Un jour, au temps d’autrefois, compère Bouc alla dîner chez son voisin, compère Lapin. Compère Lapin n’avait pas une goutte d’eau à boire. Alors compère Bouc dit comme ça à compère Lapin:
— Moi non plus, je n’ai pas d’eau, si tu veux venir par là, nous allons creuser un puits.
Compère Lapin secoua la tête:
— Non, compère Bouc; le bon matin je bois la rosée sur l’herbe et dans le jour, quand j’ai soif, je bois dans la piste de la vache.
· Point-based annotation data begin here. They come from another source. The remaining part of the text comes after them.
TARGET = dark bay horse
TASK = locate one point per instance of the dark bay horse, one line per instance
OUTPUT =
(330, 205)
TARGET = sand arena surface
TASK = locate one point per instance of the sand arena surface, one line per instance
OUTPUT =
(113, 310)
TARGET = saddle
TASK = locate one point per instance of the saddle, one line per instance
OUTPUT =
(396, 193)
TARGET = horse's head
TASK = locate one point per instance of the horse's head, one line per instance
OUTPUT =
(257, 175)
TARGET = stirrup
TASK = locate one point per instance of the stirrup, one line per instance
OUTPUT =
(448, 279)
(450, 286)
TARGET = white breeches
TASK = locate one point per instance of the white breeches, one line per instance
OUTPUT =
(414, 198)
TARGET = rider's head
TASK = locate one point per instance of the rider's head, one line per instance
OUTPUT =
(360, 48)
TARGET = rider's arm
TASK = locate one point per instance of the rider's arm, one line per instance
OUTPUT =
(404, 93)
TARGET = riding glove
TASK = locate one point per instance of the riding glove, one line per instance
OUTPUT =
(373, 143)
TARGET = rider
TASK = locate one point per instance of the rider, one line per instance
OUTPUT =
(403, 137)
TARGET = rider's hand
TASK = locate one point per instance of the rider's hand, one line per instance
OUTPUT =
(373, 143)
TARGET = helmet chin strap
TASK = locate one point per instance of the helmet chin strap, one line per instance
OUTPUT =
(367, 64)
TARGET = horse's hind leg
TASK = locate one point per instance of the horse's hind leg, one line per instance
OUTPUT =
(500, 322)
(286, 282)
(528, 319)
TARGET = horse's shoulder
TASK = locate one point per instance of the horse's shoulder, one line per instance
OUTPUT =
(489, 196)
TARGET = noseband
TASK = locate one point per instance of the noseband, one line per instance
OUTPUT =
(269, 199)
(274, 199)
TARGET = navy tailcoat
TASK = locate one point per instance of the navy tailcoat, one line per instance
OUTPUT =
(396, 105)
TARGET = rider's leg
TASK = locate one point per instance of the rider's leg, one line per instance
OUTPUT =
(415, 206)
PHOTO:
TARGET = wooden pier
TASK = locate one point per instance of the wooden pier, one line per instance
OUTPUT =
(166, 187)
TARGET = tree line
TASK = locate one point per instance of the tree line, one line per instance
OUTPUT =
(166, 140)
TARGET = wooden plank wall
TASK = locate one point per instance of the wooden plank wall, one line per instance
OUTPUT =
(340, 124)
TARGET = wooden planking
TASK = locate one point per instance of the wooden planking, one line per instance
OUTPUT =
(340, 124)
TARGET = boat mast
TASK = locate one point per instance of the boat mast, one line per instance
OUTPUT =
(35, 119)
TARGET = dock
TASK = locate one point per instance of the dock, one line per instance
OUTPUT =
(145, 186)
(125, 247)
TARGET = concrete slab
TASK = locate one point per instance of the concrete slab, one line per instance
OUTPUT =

Alors compère Bouc fouilla son puits tout seul. Après qu’il eut fouillé le puits, quand il courut chercher de l’eau de bon matin, il vit la trace de compère Lapin au ras du puits. Il se gratta la tête et s’écria:
— Mon compère, je vais t’attraper.
Il court prendre ses outils et il fait une grosse catin avec du bois de laurier. Il la goudronne, la goudronne jusqu’à tant qu’elle fût noire comme négresse de Guinée. Le soleil tombé, compère Bouc courut planter sa catin, debout au ras du puits. Dans la nuit, la lune tapait clair; compère Lapin vint avec son baquet pour chercher de l’eau. Quand il voit la petite négresse, il s’arrête, se baisse et la regarde bien.
— Quelle bête est-ce là?
Il la hèle; petite négresse ne bouge pas, ne répond pas. Compère Lapin avance un peu et la hèle encore; petite négresse ne répond pas. Il prend courage et il s’avance au ras du puits. Quand il regarde dans le puits, petite négresse regarde aussi. Compère Lapin commence à être colère.
— Petite, si tu regardes dans ce puits-là, je vais te f… sur la gueule.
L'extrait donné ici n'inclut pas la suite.